Dito isto, faço o convite para refletir sobre o desenho urbano da Avenida Lúcio Costa: a avenida margeia a praia, espaço público por excelência, de uso livre e em muitas cidades litorâneas principal ponto de atração de pessoas/viagens aos finais de semana. A avenida possui 4 faixas de rolamento, sendo duas em cada sentido. Dos 42 metros de largura da Avenida, apenas 10m são destinados aos pedestres, 3m aos ciclistas, 5m ao central os demais 24 m são espaços destinados aos veículos, que podem circular com velocidade máxima de, veja bem, 70 km/h. As faixas de pedestres mais próximas do local do atropelamento estão distantes aproximadamente 100 e 200m. De pronto, é possível identificar que, há uma combinação de elementos pouco favorável ao deslocamento de pedestres, alta velocidade e espaço urbano priorizando o veículo motorizado.
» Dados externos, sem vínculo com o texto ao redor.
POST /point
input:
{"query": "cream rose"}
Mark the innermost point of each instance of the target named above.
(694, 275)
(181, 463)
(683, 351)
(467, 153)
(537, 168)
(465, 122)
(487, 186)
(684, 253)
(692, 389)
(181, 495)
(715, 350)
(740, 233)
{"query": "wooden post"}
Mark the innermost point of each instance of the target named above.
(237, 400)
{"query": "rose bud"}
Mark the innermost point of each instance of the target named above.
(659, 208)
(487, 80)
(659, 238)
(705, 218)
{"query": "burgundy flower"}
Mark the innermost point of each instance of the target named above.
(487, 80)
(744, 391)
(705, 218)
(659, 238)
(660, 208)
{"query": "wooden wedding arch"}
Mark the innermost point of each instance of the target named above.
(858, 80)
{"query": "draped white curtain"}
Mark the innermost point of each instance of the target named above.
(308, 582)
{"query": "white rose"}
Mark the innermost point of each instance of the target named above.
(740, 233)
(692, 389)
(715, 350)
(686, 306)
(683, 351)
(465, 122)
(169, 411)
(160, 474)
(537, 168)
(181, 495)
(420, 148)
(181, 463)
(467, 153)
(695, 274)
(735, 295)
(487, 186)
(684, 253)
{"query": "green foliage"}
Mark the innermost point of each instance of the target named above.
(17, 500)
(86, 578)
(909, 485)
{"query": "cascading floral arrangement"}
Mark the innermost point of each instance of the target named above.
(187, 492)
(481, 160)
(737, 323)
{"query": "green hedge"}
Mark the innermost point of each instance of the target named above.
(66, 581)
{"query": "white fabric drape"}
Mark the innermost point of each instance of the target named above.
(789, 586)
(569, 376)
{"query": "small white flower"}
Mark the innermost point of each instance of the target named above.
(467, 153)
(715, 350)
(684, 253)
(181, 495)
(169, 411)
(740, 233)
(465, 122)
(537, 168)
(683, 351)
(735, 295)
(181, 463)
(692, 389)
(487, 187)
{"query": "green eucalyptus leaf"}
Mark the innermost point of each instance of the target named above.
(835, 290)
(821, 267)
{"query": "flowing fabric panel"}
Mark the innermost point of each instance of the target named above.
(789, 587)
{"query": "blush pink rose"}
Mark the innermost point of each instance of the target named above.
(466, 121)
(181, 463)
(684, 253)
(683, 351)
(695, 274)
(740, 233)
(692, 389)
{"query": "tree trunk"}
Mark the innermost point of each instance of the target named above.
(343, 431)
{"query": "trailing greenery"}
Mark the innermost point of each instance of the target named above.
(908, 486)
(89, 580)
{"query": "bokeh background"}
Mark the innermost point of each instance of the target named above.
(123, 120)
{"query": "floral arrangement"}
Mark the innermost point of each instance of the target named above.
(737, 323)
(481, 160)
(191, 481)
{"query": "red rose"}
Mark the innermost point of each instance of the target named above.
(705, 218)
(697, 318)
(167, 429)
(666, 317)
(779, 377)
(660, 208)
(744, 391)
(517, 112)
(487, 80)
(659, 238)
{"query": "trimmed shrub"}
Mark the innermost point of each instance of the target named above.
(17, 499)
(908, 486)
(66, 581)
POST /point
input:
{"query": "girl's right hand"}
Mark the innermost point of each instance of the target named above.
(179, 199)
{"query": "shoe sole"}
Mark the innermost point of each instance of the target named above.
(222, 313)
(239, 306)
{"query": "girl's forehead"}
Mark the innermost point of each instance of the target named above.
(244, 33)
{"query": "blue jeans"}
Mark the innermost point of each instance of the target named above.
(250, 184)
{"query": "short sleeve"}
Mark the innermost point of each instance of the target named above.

Como reação ao atropelamento, o Prefeito Eduardo Paes afirmou que vias com velocidade máxima de 70km/h são um "absurdo" e solicitou aos órgãos competentes mudança do limite de velocidade. De fato, uma cidade que permite alta velocidade em seus núcleos urbanos é menos segura e confortável, com o risco de gerar o aumento de acidentes. Veículos motorizados não devem ter prioridade em lugares onde há presença de pedestres ou ciclistas, principalmente em locais como a Av. Lúcio Costa, orla marítima e espaço de lazer da cidade. Reduzir a velocidade da circulação de veículos nestes espaços é imperativo.

Os limites de velocidade indicados pelo Código de Trânsito Brasileiro (BRASIL, 1997) são superiores ao recomendado pela OMS que, para vias urbanas arteriais, é de até 50 km/h. Em áreas com grande movimentação de pedestres e ciclistas, a recomendação para o limite de velocidade é de 30 km/h, podendo chegar a 20 km/h em ruas compartilhadas. A limitação da velocidade máxima de circulação em 30 Km/h reduz a probabilidade de acidente em 50% (o tempo de reação e freada reduz-se notavelmente), e em caso de acidente as consequências não são graves.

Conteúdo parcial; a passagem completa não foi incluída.